Marlene Gonzalez, a second-year medical students in the College of Medicine – Tucson and former U.S. Navy petty officer second class, finds refuge and friendship at the VETS Center.

Gonzalez joined the U.S. Navy in 2014 as a sailor. After a year of active duty, she spent the rest of her commitment as a reservist and going to school, starting at Cochise Community College before transferring in 2017 to UArizona, where she earned a bachelor’s degree in physiology.

“Honestly, I feel like if I hadn’t been at the VETS Center getting tutoring, learning how things get done, meeting people there, I don’t feel like I would have made it this far,” Gonzalez said. “I met a lot of cool people who connected me to some internships and told me what kind of extracurriculars to get involved in. They provided that mentorship so that I could get from there to here.”

The VETS Center, a university-wide program, has two locations, one of which is located on the second floor of the Health Sciences Library, part of Universities Libraries.
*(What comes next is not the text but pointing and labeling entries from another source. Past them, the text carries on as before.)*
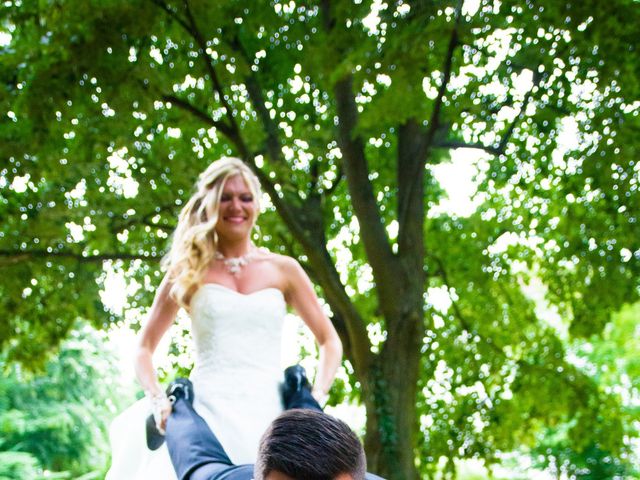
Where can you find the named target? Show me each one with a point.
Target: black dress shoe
(179, 388)
(295, 379)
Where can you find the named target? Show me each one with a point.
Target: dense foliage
(346, 109)
(55, 421)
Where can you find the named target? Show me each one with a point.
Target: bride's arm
(161, 316)
(301, 296)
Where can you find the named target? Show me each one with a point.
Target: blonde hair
(195, 240)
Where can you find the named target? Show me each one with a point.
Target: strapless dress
(236, 379)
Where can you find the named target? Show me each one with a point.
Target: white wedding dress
(236, 378)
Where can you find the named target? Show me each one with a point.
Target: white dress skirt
(236, 380)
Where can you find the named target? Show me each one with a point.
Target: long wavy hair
(195, 240)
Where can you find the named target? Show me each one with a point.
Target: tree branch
(446, 77)
(12, 257)
(374, 236)
(504, 139)
(202, 46)
(202, 115)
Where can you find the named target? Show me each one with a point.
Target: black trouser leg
(192, 445)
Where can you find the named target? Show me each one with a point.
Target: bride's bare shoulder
(283, 262)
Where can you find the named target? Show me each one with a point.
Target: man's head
(309, 445)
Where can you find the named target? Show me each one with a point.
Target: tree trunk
(392, 425)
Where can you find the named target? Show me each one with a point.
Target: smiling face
(238, 210)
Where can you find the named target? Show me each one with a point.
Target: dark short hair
(310, 445)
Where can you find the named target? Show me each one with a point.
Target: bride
(236, 296)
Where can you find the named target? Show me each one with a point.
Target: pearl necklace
(234, 264)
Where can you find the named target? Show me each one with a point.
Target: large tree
(343, 108)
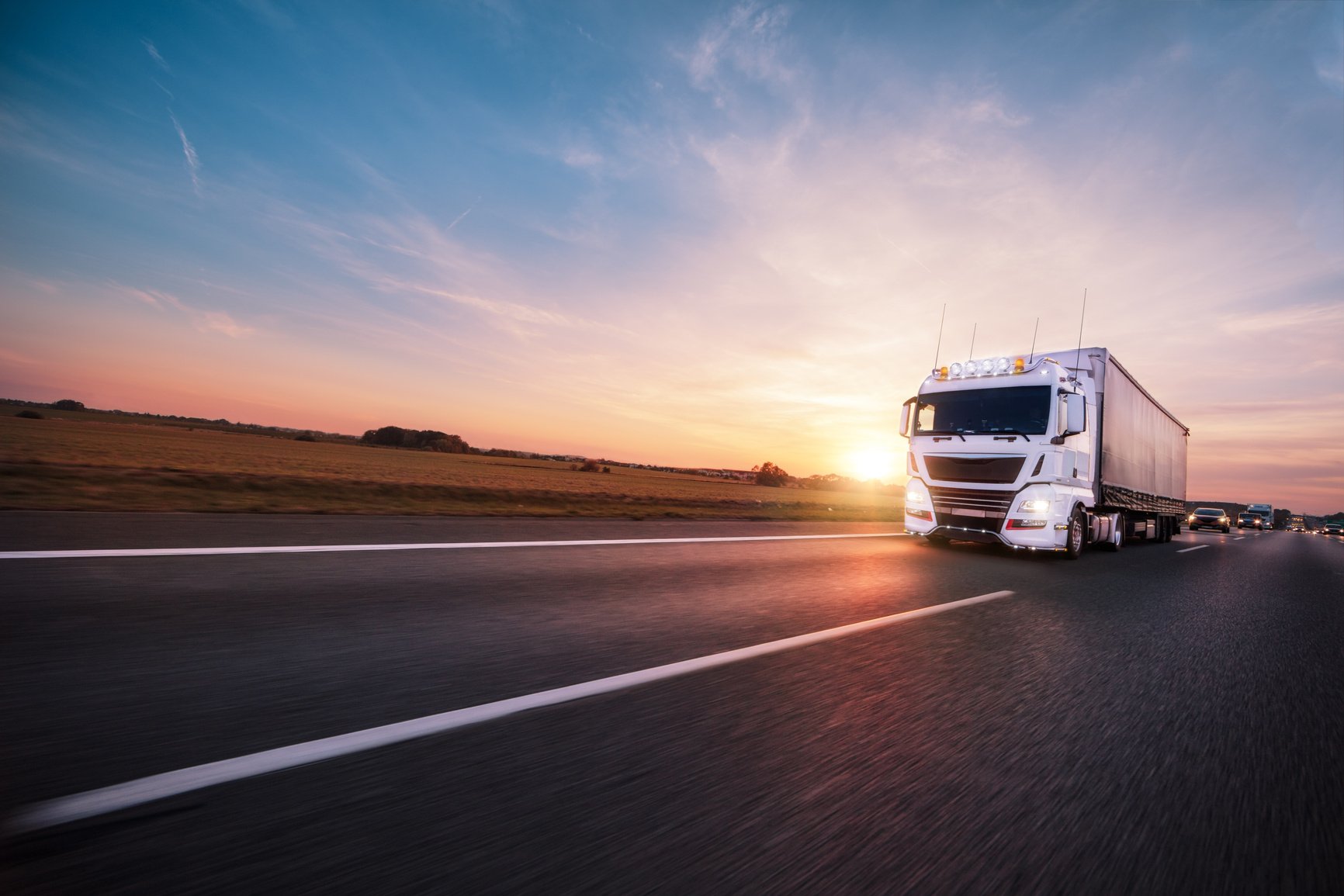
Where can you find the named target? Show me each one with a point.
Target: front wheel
(1074, 540)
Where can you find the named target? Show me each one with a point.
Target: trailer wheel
(1074, 540)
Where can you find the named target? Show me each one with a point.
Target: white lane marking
(133, 793)
(444, 545)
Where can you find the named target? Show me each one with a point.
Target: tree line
(418, 440)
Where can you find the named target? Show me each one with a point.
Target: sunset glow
(686, 234)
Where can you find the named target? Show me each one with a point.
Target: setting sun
(872, 464)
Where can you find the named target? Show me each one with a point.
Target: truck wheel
(1074, 539)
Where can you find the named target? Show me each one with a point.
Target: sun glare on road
(872, 464)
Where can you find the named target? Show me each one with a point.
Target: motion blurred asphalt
(1145, 721)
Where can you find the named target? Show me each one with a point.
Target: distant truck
(1248, 521)
(1050, 451)
(1265, 512)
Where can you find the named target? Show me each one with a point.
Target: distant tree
(771, 475)
(394, 435)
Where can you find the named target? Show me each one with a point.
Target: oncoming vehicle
(1266, 514)
(1208, 519)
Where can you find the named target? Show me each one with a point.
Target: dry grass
(106, 464)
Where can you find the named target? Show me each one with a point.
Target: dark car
(1208, 519)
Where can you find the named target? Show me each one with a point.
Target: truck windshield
(1015, 409)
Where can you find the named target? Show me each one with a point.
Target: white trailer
(1265, 512)
(1043, 453)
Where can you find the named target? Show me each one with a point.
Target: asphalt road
(1147, 721)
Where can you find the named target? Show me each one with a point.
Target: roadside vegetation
(74, 458)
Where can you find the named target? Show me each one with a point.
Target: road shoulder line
(414, 545)
(143, 790)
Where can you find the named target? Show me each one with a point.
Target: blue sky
(695, 234)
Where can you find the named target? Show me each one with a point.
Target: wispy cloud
(190, 154)
(154, 54)
(205, 321)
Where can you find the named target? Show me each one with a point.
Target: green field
(90, 461)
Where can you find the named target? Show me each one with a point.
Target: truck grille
(975, 469)
(971, 508)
It is a place for Gonzalez and all veterans, their spouses and dependents, to get academic help, meet friends, eat lunch, study, check emails or just chill.
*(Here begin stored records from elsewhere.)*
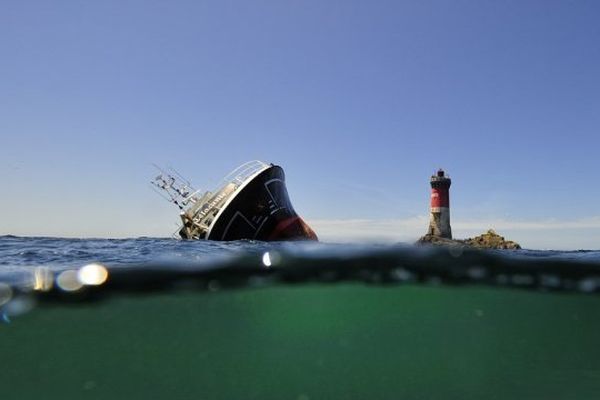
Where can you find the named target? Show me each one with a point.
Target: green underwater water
(310, 341)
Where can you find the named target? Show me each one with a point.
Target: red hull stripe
(281, 227)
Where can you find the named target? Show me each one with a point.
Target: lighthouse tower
(439, 223)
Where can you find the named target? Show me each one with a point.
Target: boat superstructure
(251, 202)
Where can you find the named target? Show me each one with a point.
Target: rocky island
(440, 232)
(488, 240)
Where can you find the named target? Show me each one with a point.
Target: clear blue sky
(359, 102)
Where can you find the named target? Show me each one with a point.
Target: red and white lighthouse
(439, 223)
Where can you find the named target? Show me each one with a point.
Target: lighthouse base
(439, 223)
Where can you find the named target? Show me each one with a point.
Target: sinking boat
(252, 202)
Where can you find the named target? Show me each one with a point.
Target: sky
(359, 102)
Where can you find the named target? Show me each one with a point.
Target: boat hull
(261, 210)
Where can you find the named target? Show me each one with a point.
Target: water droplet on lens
(92, 274)
(213, 285)
(5, 293)
(267, 259)
(43, 279)
(69, 281)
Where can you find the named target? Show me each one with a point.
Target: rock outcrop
(488, 240)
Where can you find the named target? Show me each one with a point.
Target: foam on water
(158, 318)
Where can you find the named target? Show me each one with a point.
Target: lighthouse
(439, 223)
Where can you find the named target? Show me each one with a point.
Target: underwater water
(158, 318)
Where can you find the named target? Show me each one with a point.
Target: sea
(148, 318)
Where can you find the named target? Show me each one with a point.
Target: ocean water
(158, 318)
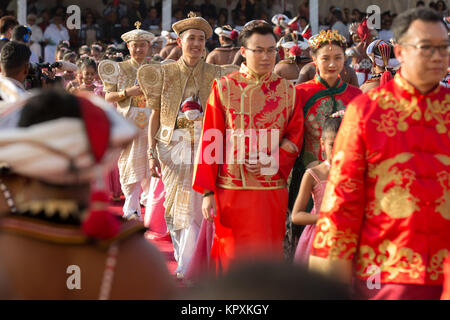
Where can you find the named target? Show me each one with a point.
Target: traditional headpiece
(293, 24)
(97, 46)
(168, 34)
(338, 114)
(296, 45)
(137, 34)
(193, 22)
(383, 59)
(227, 31)
(280, 20)
(326, 37)
(353, 28)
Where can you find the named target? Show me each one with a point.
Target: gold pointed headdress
(327, 37)
(193, 22)
(137, 34)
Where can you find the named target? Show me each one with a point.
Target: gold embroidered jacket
(387, 202)
(117, 76)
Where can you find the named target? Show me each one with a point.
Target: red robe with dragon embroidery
(386, 207)
(251, 208)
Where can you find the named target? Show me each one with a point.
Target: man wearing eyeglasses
(385, 215)
(257, 125)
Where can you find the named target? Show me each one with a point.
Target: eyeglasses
(427, 50)
(260, 51)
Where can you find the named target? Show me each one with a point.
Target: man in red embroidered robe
(243, 184)
(385, 215)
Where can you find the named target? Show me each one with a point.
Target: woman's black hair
(49, 105)
(323, 44)
(331, 124)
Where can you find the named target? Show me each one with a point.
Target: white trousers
(184, 241)
(132, 192)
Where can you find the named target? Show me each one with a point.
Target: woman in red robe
(326, 93)
(319, 98)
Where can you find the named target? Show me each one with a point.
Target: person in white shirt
(53, 35)
(386, 33)
(36, 35)
(14, 62)
(337, 24)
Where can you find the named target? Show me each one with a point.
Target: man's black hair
(6, 23)
(14, 56)
(255, 27)
(402, 22)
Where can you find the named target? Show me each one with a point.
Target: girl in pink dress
(313, 182)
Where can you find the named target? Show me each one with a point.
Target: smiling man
(177, 94)
(258, 125)
(385, 215)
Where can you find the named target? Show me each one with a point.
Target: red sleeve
(343, 204)
(294, 133)
(210, 151)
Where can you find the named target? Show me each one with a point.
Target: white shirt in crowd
(342, 29)
(36, 36)
(386, 35)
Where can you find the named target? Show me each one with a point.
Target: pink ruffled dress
(307, 237)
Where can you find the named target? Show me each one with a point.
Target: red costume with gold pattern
(319, 101)
(387, 203)
(250, 208)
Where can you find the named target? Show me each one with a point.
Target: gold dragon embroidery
(342, 244)
(443, 203)
(391, 259)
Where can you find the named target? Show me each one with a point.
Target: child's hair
(332, 123)
(84, 49)
(62, 50)
(86, 62)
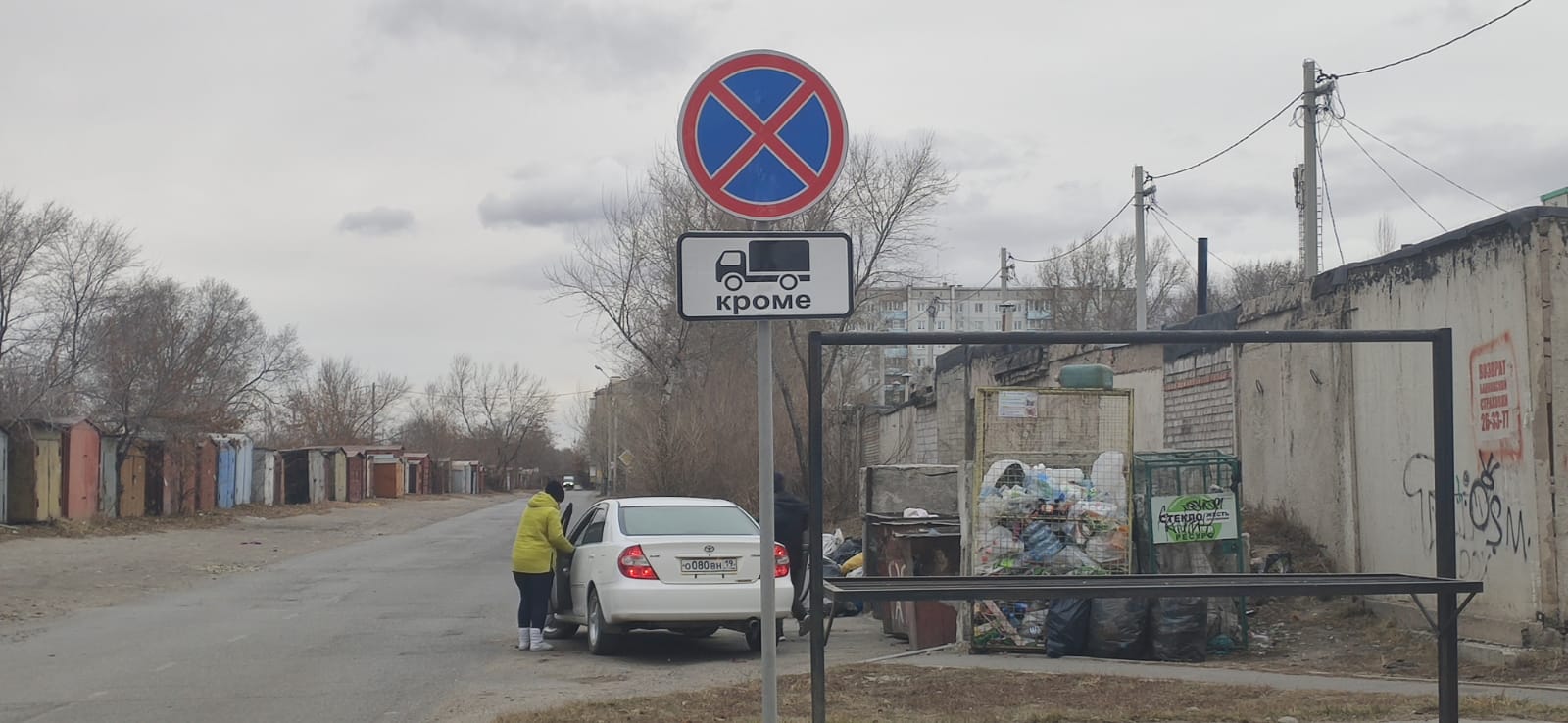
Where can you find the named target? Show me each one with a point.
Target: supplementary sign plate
(764, 274)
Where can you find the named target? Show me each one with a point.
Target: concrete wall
(1341, 435)
(891, 490)
(1199, 402)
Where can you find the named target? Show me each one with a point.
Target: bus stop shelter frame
(1446, 584)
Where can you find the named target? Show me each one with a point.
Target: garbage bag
(831, 542)
(1071, 560)
(846, 551)
(1181, 629)
(1066, 628)
(998, 550)
(1118, 628)
(1042, 542)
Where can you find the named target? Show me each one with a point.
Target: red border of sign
(812, 82)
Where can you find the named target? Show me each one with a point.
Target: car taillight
(635, 565)
(780, 560)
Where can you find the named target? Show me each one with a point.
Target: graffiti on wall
(1494, 401)
(1487, 524)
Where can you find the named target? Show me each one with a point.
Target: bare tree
(83, 268)
(25, 240)
(501, 409)
(1094, 286)
(1387, 237)
(886, 206)
(337, 404)
(179, 360)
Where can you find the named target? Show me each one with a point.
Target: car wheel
(601, 642)
(755, 636)
(556, 629)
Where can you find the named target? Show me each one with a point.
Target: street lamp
(611, 428)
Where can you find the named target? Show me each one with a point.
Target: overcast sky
(392, 176)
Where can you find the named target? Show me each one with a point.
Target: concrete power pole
(1141, 265)
(1004, 274)
(1309, 169)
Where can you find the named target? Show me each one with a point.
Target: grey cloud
(540, 208)
(598, 39)
(553, 195)
(376, 221)
(529, 276)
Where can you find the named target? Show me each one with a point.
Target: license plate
(713, 565)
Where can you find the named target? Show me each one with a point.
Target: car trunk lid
(706, 560)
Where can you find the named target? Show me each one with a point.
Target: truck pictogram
(783, 261)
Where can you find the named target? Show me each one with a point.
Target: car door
(561, 597)
(590, 557)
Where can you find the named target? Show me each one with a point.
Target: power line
(1235, 145)
(1329, 201)
(1087, 240)
(1423, 165)
(982, 286)
(1392, 177)
(1435, 47)
(1162, 212)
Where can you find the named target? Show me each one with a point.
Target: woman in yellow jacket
(533, 563)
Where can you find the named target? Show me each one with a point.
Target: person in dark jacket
(789, 529)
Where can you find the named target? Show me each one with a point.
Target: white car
(665, 563)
For Gonzalez and others like her, the friendly and welcoming atmosphere at the VETS Center is a lifeline. There’s always fresh coffee and food, and anyone can use the VETS Center’s computers and printers. The center hosts bowling events at Lucky Strike Bowl and tailgate parties at Wildcat home football games. For military-connected students, there’s counseling, career assistance and resource fairs.
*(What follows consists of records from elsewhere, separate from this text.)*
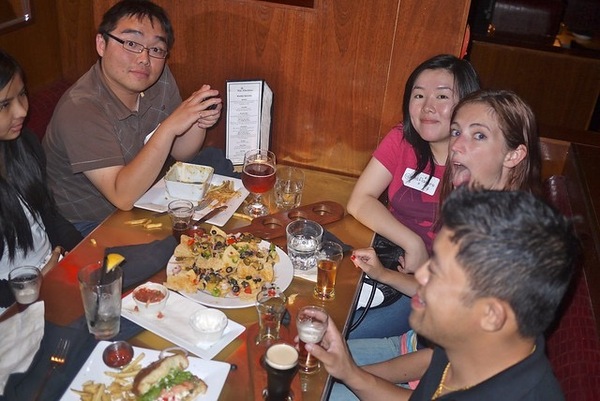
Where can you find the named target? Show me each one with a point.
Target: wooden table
(63, 302)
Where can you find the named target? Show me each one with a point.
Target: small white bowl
(188, 181)
(209, 324)
(150, 298)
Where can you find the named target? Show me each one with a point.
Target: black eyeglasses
(135, 47)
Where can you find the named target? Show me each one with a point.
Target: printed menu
(249, 107)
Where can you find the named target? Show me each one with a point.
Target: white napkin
(310, 274)
(17, 350)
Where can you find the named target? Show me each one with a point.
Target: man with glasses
(114, 130)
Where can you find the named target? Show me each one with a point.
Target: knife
(210, 214)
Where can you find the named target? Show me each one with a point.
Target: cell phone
(212, 106)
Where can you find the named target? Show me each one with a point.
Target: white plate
(284, 274)
(157, 199)
(175, 326)
(213, 373)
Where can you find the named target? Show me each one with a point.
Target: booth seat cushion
(42, 104)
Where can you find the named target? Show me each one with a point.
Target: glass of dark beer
(281, 363)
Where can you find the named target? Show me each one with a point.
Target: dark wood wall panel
(562, 88)
(36, 46)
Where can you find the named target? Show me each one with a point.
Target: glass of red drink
(258, 176)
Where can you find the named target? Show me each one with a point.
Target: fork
(57, 359)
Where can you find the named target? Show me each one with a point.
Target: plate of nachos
(226, 270)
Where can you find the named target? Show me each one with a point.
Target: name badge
(419, 181)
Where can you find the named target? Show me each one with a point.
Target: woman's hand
(414, 256)
(366, 259)
(333, 353)
(53, 261)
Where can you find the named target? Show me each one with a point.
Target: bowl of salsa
(150, 298)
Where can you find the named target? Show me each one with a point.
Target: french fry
(152, 226)
(119, 389)
(138, 222)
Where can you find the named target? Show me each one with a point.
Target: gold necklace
(440, 390)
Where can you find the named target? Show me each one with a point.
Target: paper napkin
(17, 350)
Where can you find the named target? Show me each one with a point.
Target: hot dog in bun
(168, 379)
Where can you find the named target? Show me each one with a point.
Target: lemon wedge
(113, 260)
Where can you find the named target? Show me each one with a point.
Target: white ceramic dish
(284, 274)
(209, 324)
(174, 325)
(213, 373)
(157, 199)
(188, 181)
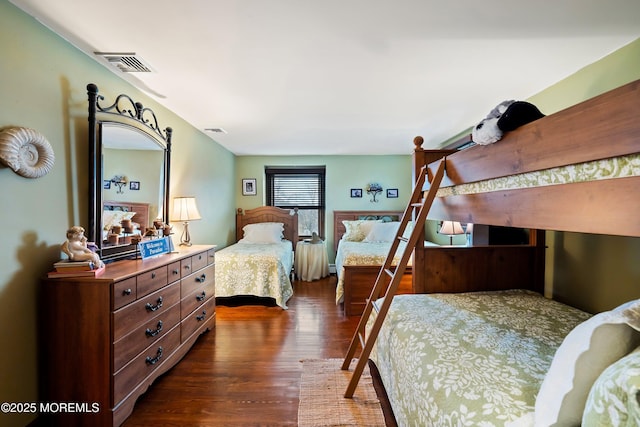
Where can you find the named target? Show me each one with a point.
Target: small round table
(311, 261)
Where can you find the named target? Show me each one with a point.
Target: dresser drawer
(195, 281)
(143, 336)
(144, 364)
(174, 272)
(145, 309)
(152, 280)
(185, 267)
(124, 292)
(199, 261)
(197, 318)
(196, 299)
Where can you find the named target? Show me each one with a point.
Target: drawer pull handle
(151, 333)
(151, 307)
(153, 360)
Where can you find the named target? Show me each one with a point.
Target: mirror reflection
(129, 162)
(133, 184)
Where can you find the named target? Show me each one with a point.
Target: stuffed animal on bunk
(507, 116)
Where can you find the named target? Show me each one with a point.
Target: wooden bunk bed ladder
(389, 278)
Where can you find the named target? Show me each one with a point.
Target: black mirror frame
(123, 111)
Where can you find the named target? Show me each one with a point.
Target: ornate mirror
(129, 157)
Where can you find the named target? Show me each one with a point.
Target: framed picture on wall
(249, 187)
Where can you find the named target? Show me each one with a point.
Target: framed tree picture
(249, 187)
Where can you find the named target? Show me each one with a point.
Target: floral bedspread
(361, 253)
(617, 167)
(258, 269)
(469, 359)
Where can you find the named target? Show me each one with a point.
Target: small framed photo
(249, 187)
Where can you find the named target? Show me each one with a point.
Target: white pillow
(584, 354)
(357, 230)
(264, 232)
(382, 232)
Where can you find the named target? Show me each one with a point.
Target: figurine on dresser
(76, 247)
The comradery and support stems from fellow veterans, including Sergio Lopez and Giovanni Alvarado, who staff the UArizona Health Sciences Library VETS Center as customer service representatives, or Peer Advocacy Liaisons.

Lopez, 36, is in the center Tuesdays and Thursdays. Alvarado, 25, is there Mondays, Wednesdays and Fridays. Both can also be found at the VETS Center in the Student Union Memorial Center, where Alvarado also does first-year orientations for new military-connected students. Both tease Gonzalez in a friendly way, like she’s their sister.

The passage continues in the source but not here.